Local professionals are encouraging Amarillo girls to get exited about math and science by holding a "Science Rocks" workshop today.

I am told women are generally good communicators and enjoy working as a team, something that is needed in the science and math fields just as much as other fields.

So today Amarillo professionals worked to show girls how valuable their skills are.
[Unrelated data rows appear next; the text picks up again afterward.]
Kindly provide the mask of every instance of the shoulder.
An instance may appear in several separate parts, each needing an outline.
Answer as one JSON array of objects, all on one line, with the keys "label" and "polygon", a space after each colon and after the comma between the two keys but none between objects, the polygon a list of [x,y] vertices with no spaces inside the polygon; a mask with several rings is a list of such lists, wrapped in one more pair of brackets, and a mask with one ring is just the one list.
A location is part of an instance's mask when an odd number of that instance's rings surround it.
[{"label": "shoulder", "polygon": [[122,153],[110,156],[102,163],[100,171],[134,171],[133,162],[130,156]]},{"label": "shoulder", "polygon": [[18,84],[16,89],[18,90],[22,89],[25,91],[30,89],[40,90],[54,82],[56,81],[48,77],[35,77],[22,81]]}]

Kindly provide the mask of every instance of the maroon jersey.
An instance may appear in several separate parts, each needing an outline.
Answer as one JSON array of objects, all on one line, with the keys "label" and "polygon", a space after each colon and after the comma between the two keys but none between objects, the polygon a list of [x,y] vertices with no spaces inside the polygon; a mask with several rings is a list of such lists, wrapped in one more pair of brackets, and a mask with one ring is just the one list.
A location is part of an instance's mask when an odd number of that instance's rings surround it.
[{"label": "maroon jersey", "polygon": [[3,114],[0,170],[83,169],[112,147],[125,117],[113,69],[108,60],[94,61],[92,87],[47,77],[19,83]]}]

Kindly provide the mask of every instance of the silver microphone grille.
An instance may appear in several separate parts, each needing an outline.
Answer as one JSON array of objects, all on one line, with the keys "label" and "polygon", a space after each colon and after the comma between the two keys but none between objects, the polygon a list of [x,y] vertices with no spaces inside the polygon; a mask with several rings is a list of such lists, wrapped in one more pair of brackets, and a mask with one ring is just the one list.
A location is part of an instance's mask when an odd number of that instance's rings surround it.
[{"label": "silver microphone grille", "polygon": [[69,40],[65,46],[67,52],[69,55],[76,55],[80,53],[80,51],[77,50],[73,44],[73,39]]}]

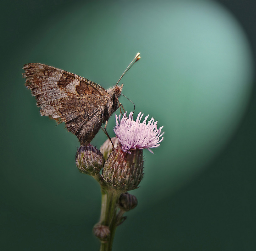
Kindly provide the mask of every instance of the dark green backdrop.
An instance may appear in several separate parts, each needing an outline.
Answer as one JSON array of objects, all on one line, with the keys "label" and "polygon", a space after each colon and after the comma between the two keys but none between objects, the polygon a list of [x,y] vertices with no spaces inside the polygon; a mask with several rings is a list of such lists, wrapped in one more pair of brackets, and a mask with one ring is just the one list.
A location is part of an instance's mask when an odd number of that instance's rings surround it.
[{"label": "dark green backdrop", "polygon": [[[99,187],[75,167],[76,137],[40,116],[23,65],[52,65],[107,88],[138,51],[123,92],[165,133],[153,154],[144,150],[144,177],[132,192],[138,205],[118,227],[114,251],[255,250],[253,1],[6,2],[1,250],[99,246],[92,232]],[[106,139],[100,132],[92,143]]]}]

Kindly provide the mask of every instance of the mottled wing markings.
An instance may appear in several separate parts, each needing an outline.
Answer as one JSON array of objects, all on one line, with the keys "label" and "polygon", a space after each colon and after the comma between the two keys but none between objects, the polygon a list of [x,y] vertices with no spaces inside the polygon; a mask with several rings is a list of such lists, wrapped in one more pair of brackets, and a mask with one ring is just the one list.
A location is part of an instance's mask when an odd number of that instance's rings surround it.
[{"label": "mottled wing markings", "polygon": [[23,69],[25,85],[36,99],[41,115],[64,122],[83,144],[90,142],[111,102],[107,91],[80,76],[42,64],[28,64]]}]

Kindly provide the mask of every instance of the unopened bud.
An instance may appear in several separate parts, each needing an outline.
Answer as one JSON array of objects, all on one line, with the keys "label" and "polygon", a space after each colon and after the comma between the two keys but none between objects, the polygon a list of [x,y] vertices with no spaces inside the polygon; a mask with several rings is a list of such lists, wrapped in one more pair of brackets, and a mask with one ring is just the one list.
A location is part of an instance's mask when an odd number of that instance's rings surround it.
[{"label": "unopened bud", "polygon": [[135,196],[127,192],[120,195],[118,205],[121,209],[129,211],[133,209],[137,205],[138,201]]},{"label": "unopened bud", "polygon": [[109,228],[104,225],[96,225],[93,231],[94,235],[102,241],[105,240],[110,233]]},{"label": "unopened bud", "polygon": [[119,144],[109,155],[102,171],[107,185],[122,192],[137,188],[143,176],[142,150],[131,154],[124,152]]},{"label": "unopened bud", "polygon": [[75,163],[81,173],[92,176],[96,175],[105,161],[102,154],[91,144],[87,146],[80,146],[76,152]]},{"label": "unopened bud", "polygon": [[[116,148],[120,143],[118,138],[117,137],[113,137],[111,138],[111,140],[113,142],[115,148]],[[113,149],[113,146],[112,145],[110,141],[108,139],[100,147],[100,151],[102,153],[105,159],[107,159],[109,158],[109,156],[112,152]]]}]

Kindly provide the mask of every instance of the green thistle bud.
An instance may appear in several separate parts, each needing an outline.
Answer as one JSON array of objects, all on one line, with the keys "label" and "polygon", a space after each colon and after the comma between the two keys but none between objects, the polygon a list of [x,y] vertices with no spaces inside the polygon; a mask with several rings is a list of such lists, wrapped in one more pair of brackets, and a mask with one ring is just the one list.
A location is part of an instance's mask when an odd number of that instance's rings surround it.
[{"label": "green thistle bud", "polygon": [[120,144],[109,155],[102,171],[108,186],[123,192],[138,188],[143,176],[142,150],[125,153]]},{"label": "green thistle bud", "polygon": [[138,201],[134,195],[127,192],[122,193],[119,197],[118,205],[124,211],[129,211],[137,206]]},{"label": "green thistle bud", "polygon": [[109,235],[109,228],[107,226],[97,225],[94,226],[93,230],[94,235],[102,241],[106,241]]},{"label": "green thistle bud", "polygon": [[105,161],[102,154],[90,144],[87,146],[80,146],[76,152],[75,163],[83,173],[92,176],[97,175]]},{"label": "green thistle bud", "polygon": [[[119,140],[117,137],[113,137],[111,140],[113,142],[115,148],[117,147],[120,143]],[[105,159],[107,159],[112,151],[113,146],[110,140],[108,139],[100,148],[100,151],[102,153]]]}]

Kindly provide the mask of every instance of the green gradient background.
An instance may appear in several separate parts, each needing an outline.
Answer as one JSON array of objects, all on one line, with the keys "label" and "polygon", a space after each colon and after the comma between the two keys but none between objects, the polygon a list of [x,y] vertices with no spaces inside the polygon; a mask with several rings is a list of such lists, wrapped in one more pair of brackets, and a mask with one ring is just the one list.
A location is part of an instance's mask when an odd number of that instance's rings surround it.
[{"label": "green gradient background", "polygon": [[[228,9],[206,1],[2,7],[1,250],[99,247],[92,233],[98,184],[75,166],[76,137],[40,116],[23,65],[53,65],[107,88],[138,51],[123,92],[165,133],[154,154],[144,150],[144,178],[132,192],[139,205],[113,251],[255,249],[253,54]],[[105,139],[100,132],[92,142]]]}]

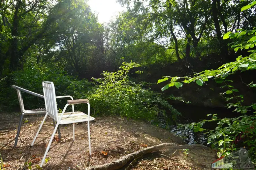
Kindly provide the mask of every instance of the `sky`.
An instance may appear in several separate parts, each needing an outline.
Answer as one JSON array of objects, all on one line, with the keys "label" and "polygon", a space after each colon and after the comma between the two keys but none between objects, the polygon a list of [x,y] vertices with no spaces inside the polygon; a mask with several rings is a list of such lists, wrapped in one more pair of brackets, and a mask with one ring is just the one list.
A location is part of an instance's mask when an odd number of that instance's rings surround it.
[{"label": "sky", "polygon": [[88,4],[93,12],[98,14],[98,18],[100,23],[107,23],[114,17],[118,14],[119,12],[125,10],[126,8],[122,7],[117,0],[88,0]]}]

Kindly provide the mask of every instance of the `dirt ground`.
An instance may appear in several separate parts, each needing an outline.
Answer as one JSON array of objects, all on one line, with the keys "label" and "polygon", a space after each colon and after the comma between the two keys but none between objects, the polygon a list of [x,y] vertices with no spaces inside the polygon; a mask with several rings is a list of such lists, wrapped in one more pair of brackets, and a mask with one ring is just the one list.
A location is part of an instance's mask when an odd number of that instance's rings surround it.
[{"label": "dirt ground", "polygon": [[[2,159],[0,169],[40,169],[39,165],[54,129],[53,122],[48,116],[34,146],[30,147],[43,115],[24,116],[17,147],[14,148],[20,116],[18,113],[0,113],[0,154]],[[123,156],[162,143],[182,144],[179,137],[142,121],[119,117],[100,117],[91,122],[90,125],[92,155],[90,162],[87,124],[76,124],[77,136],[74,141],[72,139],[66,140],[72,137],[72,125],[60,125],[62,141],[57,142],[56,133],[47,155],[47,162],[44,163],[43,169],[83,169],[88,164],[91,166],[109,163]],[[173,155],[175,151],[173,149],[164,149],[144,156],[130,169],[209,170],[216,159],[216,153],[210,150],[195,148],[185,152],[178,150]]]}]

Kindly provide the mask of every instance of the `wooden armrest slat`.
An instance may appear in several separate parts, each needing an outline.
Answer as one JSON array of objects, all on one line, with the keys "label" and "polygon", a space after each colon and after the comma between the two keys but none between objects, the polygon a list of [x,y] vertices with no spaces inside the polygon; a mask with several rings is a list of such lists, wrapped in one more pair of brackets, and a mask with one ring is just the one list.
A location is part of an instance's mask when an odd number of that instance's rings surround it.
[{"label": "wooden armrest slat", "polygon": [[70,100],[68,100],[68,103],[69,104],[79,104],[79,103],[89,103],[89,100],[87,99]]}]

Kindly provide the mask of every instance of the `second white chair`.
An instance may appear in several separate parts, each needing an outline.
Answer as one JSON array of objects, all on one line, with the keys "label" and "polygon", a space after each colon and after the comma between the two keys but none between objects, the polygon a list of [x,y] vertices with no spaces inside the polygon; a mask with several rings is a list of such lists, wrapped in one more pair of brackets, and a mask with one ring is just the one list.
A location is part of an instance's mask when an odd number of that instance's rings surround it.
[{"label": "second white chair", "polygon": [[[52,142],[53,141],[53,138],[57,129],[59,124],[64,125],[69,124],[73,124],[73,140],[75,140],[75,123],[78,122],[87,122],[88,127],[88,138],[89,140],[89,151],[90,155],[91,154],[91,139],[90,138],[90,121],[93,121],[94,120],[94,118],[90,116],[90,105],[89,103],[89,101],[88,99],[78,99],[78,100],[68,100],[67,104],[66,105],[64,108],[63,109],[62,113],[58,113],[58,109],[57,109],[57,103],[56,101],[56,96],[55,95],[55,91],[54,88],[54,84],[53,82],[50,81],[43,81],[43,95],[44,97],[44,102],[45,104],[45,109],[46,110],[46,114],[45,114],[44,117],[43,118],[42,123],[40,125],[39,129],[37,131],[37,132],[34,138],[31,146],[34,145],[35,141],[36,139],[36,137],[38,135],[38,134],[41,130],[42,126],[46,118],[47,115],[50,116],[53,120],[57,122],[57,124],[54,129],[53,134],[51,138],[50,141],[49,142],[47,148],[46,148],[46,150],[44,153],[43,159],[42,160],[42,162],[40,165],[40,167],[42,167],[44,162],[46,156],[47,155],[47,152],[49,150],[50,148]],[[60,98],[61,97],[66,97],[68,96],[59,96],[58,98]],[[88,112],[87,114],[84,113],[83,112],[80,111],[74,111],[74,104],[78,104],[81,103],[87,103],[88,105]],[[69,105],[72,105],[72,112],[69,112],[65,113],[65,111],[67,108],[67,107]]]}]

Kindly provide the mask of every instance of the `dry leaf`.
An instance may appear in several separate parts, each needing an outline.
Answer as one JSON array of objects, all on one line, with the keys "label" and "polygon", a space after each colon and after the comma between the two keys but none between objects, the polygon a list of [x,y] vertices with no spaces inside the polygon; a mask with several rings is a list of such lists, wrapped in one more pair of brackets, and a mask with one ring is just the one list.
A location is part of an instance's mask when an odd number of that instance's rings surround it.
[{"label": "dry leaf", "polygon": [[148,147],[148,145],[147,144],[142,144],[142,143],[140,144],[140,146],[143,147]]},{"label": "dry leaf", "polygon": [[107,152],[105,152],[105,151],[102,151],[102,153],[103,154],[103,155],[105,156],[107,155]]},{"label": "dry leaf", "polygon": [[7,168],[10,166],[10,165],[8,164],[5,164],[3,165],[3,167],[4,168]]}]

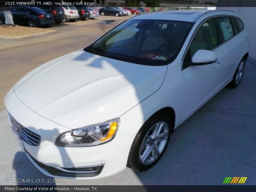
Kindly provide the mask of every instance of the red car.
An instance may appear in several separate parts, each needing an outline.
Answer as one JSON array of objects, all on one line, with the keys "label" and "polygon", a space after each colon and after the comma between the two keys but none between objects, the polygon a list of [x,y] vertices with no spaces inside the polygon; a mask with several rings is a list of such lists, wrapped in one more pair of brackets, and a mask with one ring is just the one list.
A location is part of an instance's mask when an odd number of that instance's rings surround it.
[{"label": "red car", "polygon": [[140,12],[139,11],[133,7],[123,7],[123,8],[125,10],[130,11],[132,14],[136,15],[136,14],[140,14]]}]

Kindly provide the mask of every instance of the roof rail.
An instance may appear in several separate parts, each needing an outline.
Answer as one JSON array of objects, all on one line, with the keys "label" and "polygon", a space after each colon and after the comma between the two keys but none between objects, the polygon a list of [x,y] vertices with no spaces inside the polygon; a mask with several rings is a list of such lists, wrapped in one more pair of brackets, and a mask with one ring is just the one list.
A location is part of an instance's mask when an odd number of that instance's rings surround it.
[{"label": "roof rail", "polygon": [[207,11],[205,12],[202,12],[202,13],[201,14],[198,15],[196,18],[194,19],[194,20],[193,21],[194,22],[195,22],[196,21],[197,21],[198,19],[199,19],[201,17],[204,15],[206,15],[209,13],[211,13],[213,12],[219,12],[219,11],[229,11],[230,12],[235,12],[234,11],[232,11],[232,10],[211,10],[210,11]]}]

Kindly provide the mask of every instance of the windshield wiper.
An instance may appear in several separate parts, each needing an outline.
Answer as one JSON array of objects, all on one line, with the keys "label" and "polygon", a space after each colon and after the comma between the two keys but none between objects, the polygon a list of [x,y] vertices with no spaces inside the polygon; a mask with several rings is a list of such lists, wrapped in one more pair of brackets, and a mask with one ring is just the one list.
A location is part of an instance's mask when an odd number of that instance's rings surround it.
[{"label": "windshield wiper", "polygon": [[112,55],[102,55],[104,57],[108,57],[111,58],[111,59],[113,59],[116,60],[120,60],[123,61],[126,61],[126,62],[130,62],[131,63],[136,63],[137,64],[140,64],[140,63],[138,61],[135,60],[130,59],[127,59],[126,58],[123,58],[120,57],[117,57],[116,56],[113,56]]}]

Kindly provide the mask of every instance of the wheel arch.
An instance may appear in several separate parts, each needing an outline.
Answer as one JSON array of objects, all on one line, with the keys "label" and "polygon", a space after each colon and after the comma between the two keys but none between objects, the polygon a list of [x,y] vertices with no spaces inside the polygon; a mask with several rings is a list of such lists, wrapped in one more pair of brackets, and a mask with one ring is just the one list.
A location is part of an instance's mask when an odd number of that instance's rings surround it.
[{"label": "wheel arch", "polygon": [[154,115],[156,113],[159,113],[164,112],[164,113],[167,114],[167,115],[170,117],[171,119],[171,121],[172,122],[172,126],[173,129],[175,127],[175,120],[176,118],[176,115],[175,113],[175,111],[173,108],[170,107],[166,107],[163,108],[154,113],[148,119],[149,119],[151,117]]},{"label": "wheel arch", "polygon": [[244,56],[244,57],[243,57],[243,58],[244,58],[245,59],[245,60],[247,60],[247,59],[248,59],[248,58],[249,57],[249,53],[246,53],[245,55]]}]

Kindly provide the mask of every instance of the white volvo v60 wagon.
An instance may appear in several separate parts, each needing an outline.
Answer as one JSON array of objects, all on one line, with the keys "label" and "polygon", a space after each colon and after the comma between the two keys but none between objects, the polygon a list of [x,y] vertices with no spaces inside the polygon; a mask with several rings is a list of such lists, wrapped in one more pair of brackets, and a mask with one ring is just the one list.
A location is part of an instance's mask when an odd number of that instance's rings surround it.
[{"label": "white volvo v60 wagon", "polygon": [[250,32],[234,12],[143,14],[25,76],[4,103],[50,176],[100,178],[159,160],[174,129],[243,76]]}]

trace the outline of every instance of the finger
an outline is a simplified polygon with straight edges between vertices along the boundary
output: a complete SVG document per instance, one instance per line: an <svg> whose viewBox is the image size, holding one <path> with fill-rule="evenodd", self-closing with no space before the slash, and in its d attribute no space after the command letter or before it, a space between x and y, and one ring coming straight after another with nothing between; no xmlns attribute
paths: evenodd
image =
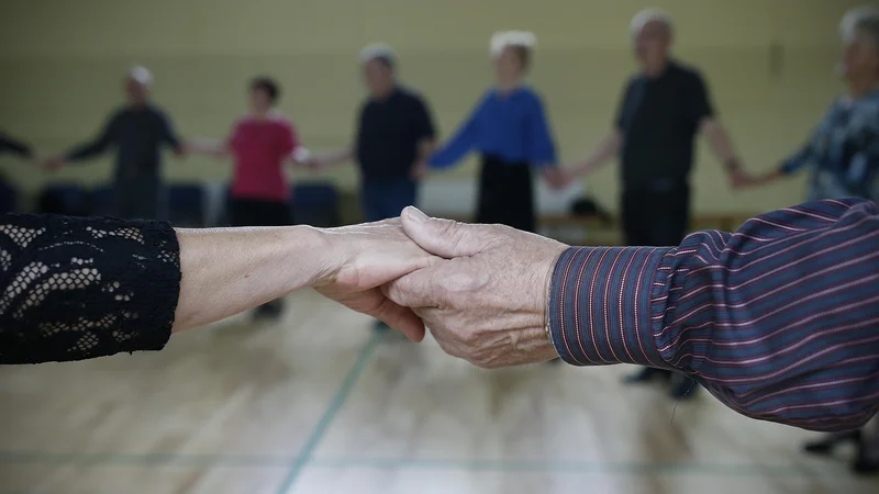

Many young girls feel careers in fields such as medicine, meteorology, engineering, and chemistry are an not option because of stigmas in society.

Amarillo native and NASA Flight Director Holly Ridings says, "The problem with girls and science and engineering is that they write off that idea, they discount it, they act like it isn't even an option because of the way its viewed and so for me I just want to make sure it is an option, it's an avenue that's open to them."

Some participants say the workshop is giving them the confidence needed to make math and science a part of their lives if they choose to.

Sixth grader Madeline Merriman says, "I more love learning about other ladies about other women who have done stuff and I wish that I could do that stuff and I'm thinking could I ever do that stuff? and I guess you kind of just have to wait and see the future and someday you might."

Sixth grader Georiga Martin says, "Guys always think they can do whatever they want and they are better than girls and that girls really can do whatever guys can do. And I think that's really cool."

To achieve their dreams Ridings says girls should take as many math and science classes as they can before entering college.

Job applicants with math and science skills are in high demand.

Of the 10 fastest growing occupations in the U.S., 8 are science, math, or technology related.